24

I want to implement some generic algorithms and I have a number of ideas how specialized algorithms could be implemented depending on certain traits of entities the algorithm is used with. However, it seems likely that I didn't come up with all special traits and I'd like to implement the generic version such that they could work with another specialized version.

For example, consider distance(begin, end) (yes, I know it is in the standad library; however, it is nice and simple and can be used to demonstrate my problem). A general version could look like this (I'm using std::ptrdiff_t instead of std::iterator_traits<It>::difference_type as another simplification):

template <typename It>
auto distance(It it, It end) -> std::ptrdiff_t {
    std::ptrdiff_t size{};
    while (it != end) {
        ++it;
        ++size;
    }
    return size;
}

Of course, if the iterator type is a random access iterator, it is much better to implement the algorithm using the difference between the two iterators. Naively just adding

template <typename It>
auto distance(It begin, It end)
     -> typename std::enable_if<is_random_access_v<It>, std::ptrdiff_t>::type {
    return end - begin;
}

doesn't quite work: both implementation are equally good matches for random access iterators, i.e., the compiler considers them to be ambiguous. The easy approach to deal with the situation is to change the general implementation to be applicable only for non random access iterators. That is, the SFINAE choices are made such that they are mutually exclusive while also covering the entire space.

Unfortunately, the set of implementations is still closed: without changing the signature of, at least, one of the implementations I can't add another implementation in case I have another idea for a generic implementation taking advantage of special properties. For example, if I want to add special processing for segmented ranges (idea: when the underlying sequence consists of segments as is, e.g., the case for std::deque<...> or std::istreambuf_iterator<cT>, process segments individually) it would be necessary to change the general implementation to be applicable only when the sequences isn't a random access and it isn't a segmented sequence. Of course, if I control the implementation that can be done. A user wouldn't be able to extend the set of generic implementations.

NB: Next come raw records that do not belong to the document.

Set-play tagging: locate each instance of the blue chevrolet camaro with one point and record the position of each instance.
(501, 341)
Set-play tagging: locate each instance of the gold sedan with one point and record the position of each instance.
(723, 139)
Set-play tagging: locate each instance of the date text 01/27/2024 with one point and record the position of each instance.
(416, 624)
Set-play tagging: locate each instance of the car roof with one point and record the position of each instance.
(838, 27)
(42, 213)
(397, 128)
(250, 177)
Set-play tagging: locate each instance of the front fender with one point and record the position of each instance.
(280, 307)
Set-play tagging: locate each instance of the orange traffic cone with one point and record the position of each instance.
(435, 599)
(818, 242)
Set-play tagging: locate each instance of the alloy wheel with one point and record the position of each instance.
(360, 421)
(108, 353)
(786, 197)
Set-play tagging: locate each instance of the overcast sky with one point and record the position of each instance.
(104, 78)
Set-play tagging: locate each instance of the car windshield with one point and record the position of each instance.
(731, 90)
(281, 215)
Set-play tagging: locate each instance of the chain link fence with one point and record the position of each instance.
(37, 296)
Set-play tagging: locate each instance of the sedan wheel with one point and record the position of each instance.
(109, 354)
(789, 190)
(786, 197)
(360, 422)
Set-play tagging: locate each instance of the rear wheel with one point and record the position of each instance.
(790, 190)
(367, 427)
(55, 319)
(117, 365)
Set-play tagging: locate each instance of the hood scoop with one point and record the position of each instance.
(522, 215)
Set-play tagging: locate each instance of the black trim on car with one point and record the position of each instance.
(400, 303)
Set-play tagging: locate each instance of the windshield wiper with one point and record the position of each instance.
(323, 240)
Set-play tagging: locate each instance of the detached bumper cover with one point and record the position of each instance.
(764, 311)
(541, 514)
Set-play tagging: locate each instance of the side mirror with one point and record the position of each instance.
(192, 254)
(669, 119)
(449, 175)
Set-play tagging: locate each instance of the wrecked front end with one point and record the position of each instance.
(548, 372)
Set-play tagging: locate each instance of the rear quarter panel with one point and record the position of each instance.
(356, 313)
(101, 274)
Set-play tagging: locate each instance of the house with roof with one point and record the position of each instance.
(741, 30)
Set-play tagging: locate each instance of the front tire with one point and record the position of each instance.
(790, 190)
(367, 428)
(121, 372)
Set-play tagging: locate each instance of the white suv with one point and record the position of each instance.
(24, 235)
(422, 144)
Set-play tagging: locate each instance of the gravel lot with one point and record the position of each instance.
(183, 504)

I am aware that the functions can be overloaded for special iterator types. However, that would require that every time an iterator with special capabilities is added it would need to implement the respective functions. The goal is to enable adding generic implementations which areimprovements in case the entities they are used with expose additional facilities. It is similar to the different iterator categories, although the properties are orthogonal to the iterator categories.

Thus, my question is:

  • Can generic algorithms be implemented such that new improvement idea can be added without changing the existing implementations and, if so, how?
  • Optional follow-up (I'm primarily interested in the question above but this one could be interesting, too): If that isn't possible, would this ability be added with concepts?
Dietmar Kühl
  • 150,225
  • 13
  • 225
  • 380
  • I suppose one example is the compare function you pass in to a generic sort function. Without changing the sort if you pass in a faster compare (eg using hashes instead of string compare) then the overall speed of your program will improve. – Yetti99 Dec 16 '14 at 16:29
  • With Concepts the more constrained version is preferred by overload resolution, so you can overload on a constrained version and an unconstrained base template; but even then the ordering of constraints are only partial, so if you have an iterator that can be both segmented and random access, you are out of luck. – T.C. Dec 16 '14 at 18:03
  • @T.C.: Put differently, Concepts would allow me to do what can be done with category tags already and have exactly the same constraint: if I want to have an orthogonal set of category tags (e.g., every iterator category can have a segmented variation) I'd need to modify the hierarchy (e.g. by templating it with an argument indicating whether it supports segmentation). – Dietmar Kühl Dec 16 '14 at 18:08
  • 1
    @DietmarKühl Well, with Concepts you can write a "random and segmented" version and have that picked by overload resolution without modifying the "random" version. What you can't do is having a "random" and a "segemented" version (without having a "random and segmented" one). – T.C. Dec 16 '14 at 18:42
  • nitpick: `std::distance` returns a signed difference type, so the simplification would be to use `ptrdfiff_t`. – TemplateRex Dec 16 '14 at 18:58

5 Answers5

18

One approach is a ranking-based overload mechanism. Assign each overload a rank and let overload resolution do the rest.
These are the helper traits:

template <unsigned i> struct rank : rank<i - 1> {};

template <> struct rank<0> {};

using call_ranked = rank<256>;

And this is an example usage:

template <typename It>
auto distance_ranked(rank<0>, It it, It end) -> std::size_t {
    std::size_t size{};
    while (it != end) {
        ++it;
        ++size;
    }
    return size;
}

template <typename It>
auto distance_ranked(rank<1>, It begin, It end)
     -> typename std::enable_if<is_random_access_v<It>, std::size_t>::type {
    return end - begin;
}

// Delegating function template:
template <typename... Args>
auto distance(Args&&... args)
    -> decltype(distance_ranked(call_ranked(), std::forward<Args>(args)...)) {
    return      distance_ranked(call_ranked(), std::forward<Args>(args)...);
}

Demo.
A rank with a higher number is more prioritized than one with a lower number. I.e. rank<1> causes the second overload to be selected over the first (rank<0>) if the matches would otherwise be identical.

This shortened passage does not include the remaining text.